The Arctic represents one of the most difficult problems that the world faces – global warming. As fossil fuel-driven economic growth causes polar ice caps to melt, it simultaneously causes new routes to open-up which makes shipping and mineral exploration more accessible, thereby perpetrating a cycle difficult to control.
This is termed as the “Arctic Paradox” and lies at the heart of every discursive conversation around the future of the Arctic. Even though the Arctic lies thousands of miles away from India, the melting ice caps affect variations in Indian monsoons causing an increase in the frequency of climatic disasters. India’s engagement with the Arctic began with the Svalbard Treaty in 1920, but it was just over a decade ago that its research endeavours gathered steam.
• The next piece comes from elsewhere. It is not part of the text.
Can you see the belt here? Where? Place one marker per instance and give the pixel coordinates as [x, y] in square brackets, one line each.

India currently enjoys observer status in the Arctic Council, an intergovernmental body to deliberate on the region’s ecological status, and has a research station “Himadri” in the Arctic since 2008. With a view to understanding changing climatic patterns, map and predict weather fluctuations and ensure that harnessing of resources is done sustainably, India formulated adraft Arctic Policy underlining its motives.
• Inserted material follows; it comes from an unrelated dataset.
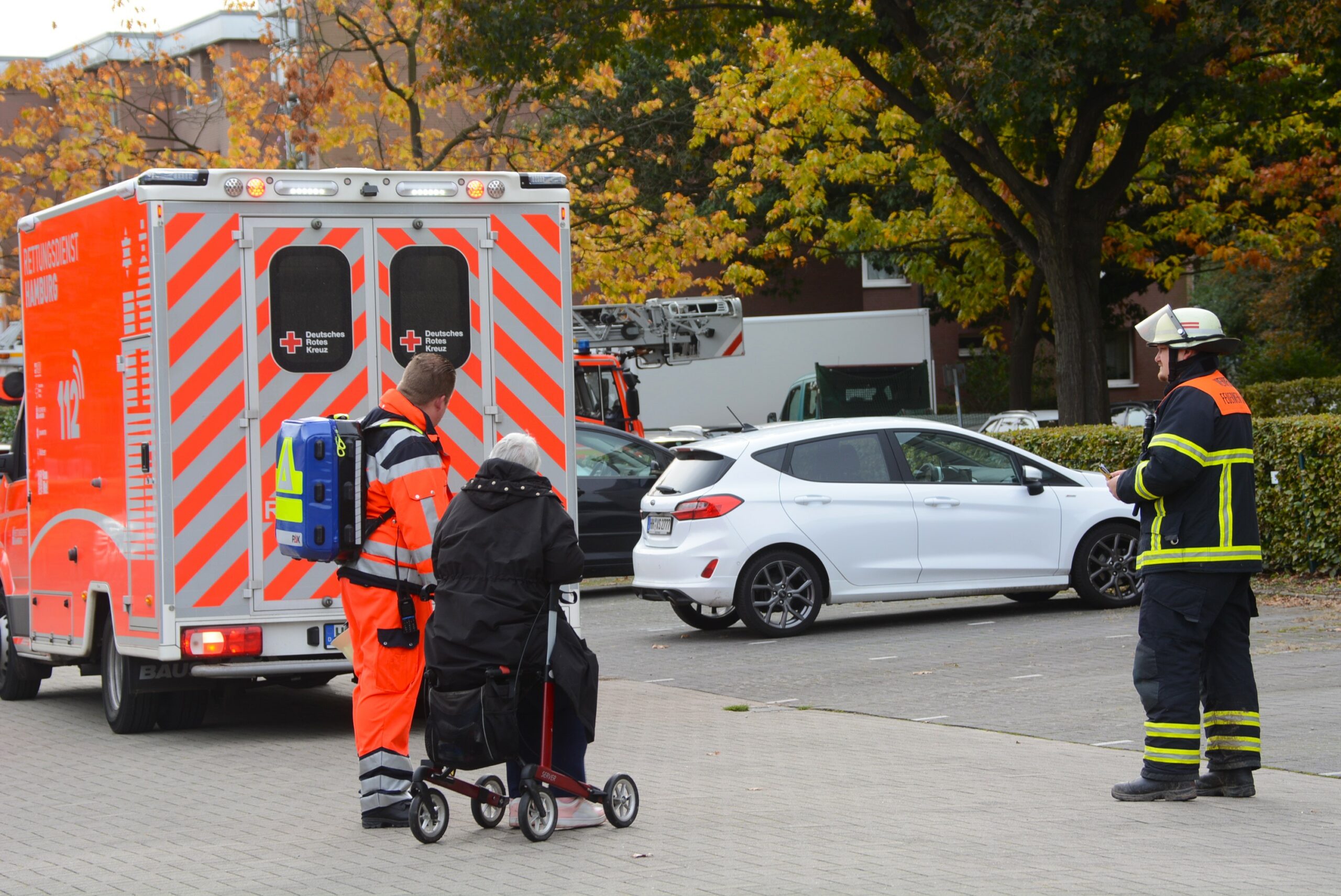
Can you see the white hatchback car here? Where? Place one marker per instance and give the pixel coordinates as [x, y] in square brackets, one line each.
[769, 525]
The Arctic region, with its vast reserves of minerals and hydrocarbons, represents a lucrative commercial opportunity for several countries, including India. However, issues of sovereignty, territorial disputes and global warming are associated with the Arctic, significantly complicating the situation.
This report examines India’s Arctic Policy, its scope as an observer at the Arctic Council and its potential to partake in the benefits of the region.